- Founded: 1970
- Split from: Communist Party of Peru – Red Fatherland
- Think tank: José Carlos Mariátegui Foundation
- Ideology: Communism Maoism Mariateguismo [es] Marxism–Leninism Socialist patriotism Peruvian nationalism Market socialism Xi'ism Dengism Left-wing nationalism Socialism with Peruvian characteristics
- Political position: Left-wing
- Regional affiliation: São Paulo Forum
- International affiliation: International Communist League (Maoist)
- Slogan: «Servir al pueblo» (Serve the people)

= Puka Llacta =

Maoist political party of Perú

Puka Llacta or Pukallacta (Quechua puka red, llaqta place (village, town, city, country, nation)) is the name of a Peruvian Maoist political group that had its origins in the 1970s.

== History ==

Puka Llacta emerged from a split in the Maoist Communist Party of Peru - Red Fatherland (Partido Comunista del Perú (Patria Roja)). In 1977, Patria Roja broke into 2 factions, one of which took the name "Puka Llacta" Communist Party of Peru, with the intention of making concrete actions toward a Maoist-style people's war.

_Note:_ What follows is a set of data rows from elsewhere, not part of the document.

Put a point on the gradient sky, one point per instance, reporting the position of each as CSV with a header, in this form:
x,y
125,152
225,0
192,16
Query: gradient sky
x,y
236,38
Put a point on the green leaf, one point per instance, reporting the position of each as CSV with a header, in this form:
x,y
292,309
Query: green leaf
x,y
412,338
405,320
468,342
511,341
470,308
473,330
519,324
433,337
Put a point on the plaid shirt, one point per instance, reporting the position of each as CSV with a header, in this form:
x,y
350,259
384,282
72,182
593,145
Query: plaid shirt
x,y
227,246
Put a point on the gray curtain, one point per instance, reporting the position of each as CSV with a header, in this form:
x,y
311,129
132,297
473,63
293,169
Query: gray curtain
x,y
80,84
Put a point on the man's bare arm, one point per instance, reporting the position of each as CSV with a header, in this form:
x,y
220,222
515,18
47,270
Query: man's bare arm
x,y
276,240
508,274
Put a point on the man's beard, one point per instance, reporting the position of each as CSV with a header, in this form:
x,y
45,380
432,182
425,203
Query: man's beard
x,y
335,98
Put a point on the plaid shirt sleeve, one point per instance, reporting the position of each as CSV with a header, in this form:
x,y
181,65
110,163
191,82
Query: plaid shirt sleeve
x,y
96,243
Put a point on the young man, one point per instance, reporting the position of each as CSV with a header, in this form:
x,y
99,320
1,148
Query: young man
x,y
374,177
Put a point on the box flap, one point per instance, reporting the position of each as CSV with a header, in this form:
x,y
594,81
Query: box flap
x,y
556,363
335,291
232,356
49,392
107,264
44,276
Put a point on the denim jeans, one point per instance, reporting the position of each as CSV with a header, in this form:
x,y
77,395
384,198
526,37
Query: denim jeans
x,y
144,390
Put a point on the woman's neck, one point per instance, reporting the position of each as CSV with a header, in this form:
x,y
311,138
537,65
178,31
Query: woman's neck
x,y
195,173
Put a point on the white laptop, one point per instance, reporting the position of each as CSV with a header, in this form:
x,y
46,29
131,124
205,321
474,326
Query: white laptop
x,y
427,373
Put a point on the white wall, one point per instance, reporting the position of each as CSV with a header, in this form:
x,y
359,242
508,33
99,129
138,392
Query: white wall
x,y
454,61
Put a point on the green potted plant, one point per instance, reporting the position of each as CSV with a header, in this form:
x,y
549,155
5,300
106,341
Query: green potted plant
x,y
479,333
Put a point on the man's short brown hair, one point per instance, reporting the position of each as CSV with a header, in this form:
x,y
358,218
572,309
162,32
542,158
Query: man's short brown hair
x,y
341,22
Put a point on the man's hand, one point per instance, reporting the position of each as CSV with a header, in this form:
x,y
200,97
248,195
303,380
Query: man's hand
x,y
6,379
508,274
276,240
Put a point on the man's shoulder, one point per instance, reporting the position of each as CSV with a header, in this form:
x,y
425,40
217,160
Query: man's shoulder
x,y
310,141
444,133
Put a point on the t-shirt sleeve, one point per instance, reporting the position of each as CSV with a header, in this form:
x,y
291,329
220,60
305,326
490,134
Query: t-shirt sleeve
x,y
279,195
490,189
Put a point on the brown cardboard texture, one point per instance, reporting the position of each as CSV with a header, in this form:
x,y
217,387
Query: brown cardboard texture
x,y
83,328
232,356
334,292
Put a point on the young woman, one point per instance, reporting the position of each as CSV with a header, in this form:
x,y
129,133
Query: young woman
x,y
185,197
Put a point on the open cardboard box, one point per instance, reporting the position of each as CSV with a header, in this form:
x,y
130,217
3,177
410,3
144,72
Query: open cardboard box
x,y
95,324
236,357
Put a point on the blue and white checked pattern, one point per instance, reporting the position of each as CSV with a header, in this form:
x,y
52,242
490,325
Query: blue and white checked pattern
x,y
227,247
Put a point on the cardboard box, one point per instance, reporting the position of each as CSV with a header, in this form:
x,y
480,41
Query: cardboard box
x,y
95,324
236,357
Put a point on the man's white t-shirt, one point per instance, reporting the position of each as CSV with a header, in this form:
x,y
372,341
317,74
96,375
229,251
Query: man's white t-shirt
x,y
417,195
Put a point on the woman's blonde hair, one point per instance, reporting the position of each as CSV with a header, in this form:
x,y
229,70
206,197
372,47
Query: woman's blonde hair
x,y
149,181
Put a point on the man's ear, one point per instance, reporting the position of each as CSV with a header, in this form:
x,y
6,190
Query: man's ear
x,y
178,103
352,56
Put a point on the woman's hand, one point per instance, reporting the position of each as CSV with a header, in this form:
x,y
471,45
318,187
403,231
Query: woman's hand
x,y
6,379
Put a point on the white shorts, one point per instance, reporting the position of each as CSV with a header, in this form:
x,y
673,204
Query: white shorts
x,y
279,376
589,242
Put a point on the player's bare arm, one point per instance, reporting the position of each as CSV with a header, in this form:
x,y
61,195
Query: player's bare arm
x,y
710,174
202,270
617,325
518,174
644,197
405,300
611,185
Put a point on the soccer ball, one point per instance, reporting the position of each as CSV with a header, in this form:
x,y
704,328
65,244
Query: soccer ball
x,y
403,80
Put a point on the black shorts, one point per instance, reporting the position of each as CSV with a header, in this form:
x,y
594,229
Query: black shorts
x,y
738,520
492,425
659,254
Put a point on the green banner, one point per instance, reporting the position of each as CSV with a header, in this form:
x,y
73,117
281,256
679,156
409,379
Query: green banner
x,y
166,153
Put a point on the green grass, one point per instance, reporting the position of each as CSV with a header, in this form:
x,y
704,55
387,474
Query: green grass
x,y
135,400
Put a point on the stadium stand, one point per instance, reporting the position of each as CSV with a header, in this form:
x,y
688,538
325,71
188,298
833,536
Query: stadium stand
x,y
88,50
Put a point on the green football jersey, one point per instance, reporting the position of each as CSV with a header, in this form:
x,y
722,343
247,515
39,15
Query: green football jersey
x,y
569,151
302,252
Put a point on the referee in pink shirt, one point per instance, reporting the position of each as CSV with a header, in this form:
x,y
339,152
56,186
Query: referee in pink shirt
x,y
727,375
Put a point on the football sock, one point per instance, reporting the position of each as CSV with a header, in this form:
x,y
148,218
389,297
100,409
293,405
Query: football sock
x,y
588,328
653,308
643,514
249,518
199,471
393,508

Like Patria Roja and most other Peruvian communist parties at the time, Puka Llacta was a clandestine organization. Its main bases of support were among workers in the central highlands mining regions of La Oroya and Cerro de Pasco, and in the southern department of Puno.

Puka Llacta did not participate in the nationwide general strike of 19 July 1977, which paralyzed the country and led to the end of the military government of Francisco Morales Bermúdez, charging that it was a "revisionist" maneuver. Puka Llacta then controlled the leading bodies of the Centromín Perú Workers' Federation (Federación de Trabajadores de Centromín Perú), and kept that union out of the strike.

Puka Llacta itself soon split into three distinct, but seemingly connected factions. One of those factions merged into the Shining Path at the start of that party's armed insurgency. In Puno, for example, the Shining Path's first urban cells were composed of militants from Puka Llacta.

Another of the Puka Llacta factions undertook armed propaganda on its own in the Mantaro Valley in the mid-1980s, challenging the Shining Path's hegemony on armed actions. By 1988, however, this competing armed column had been eliminated by the Shining Path.

In 2001, David Jimenez Sardon, who used to be affiliated with Puka Llacta, was elected regional president of Puno under the political party called Autonomous Regional Quechua Aymara. Jimenez, an agronomist from the UNA and manager of the EEAA in Junin and Ancash, had a campaign team composed of relatives and old Puka Llacta comrades.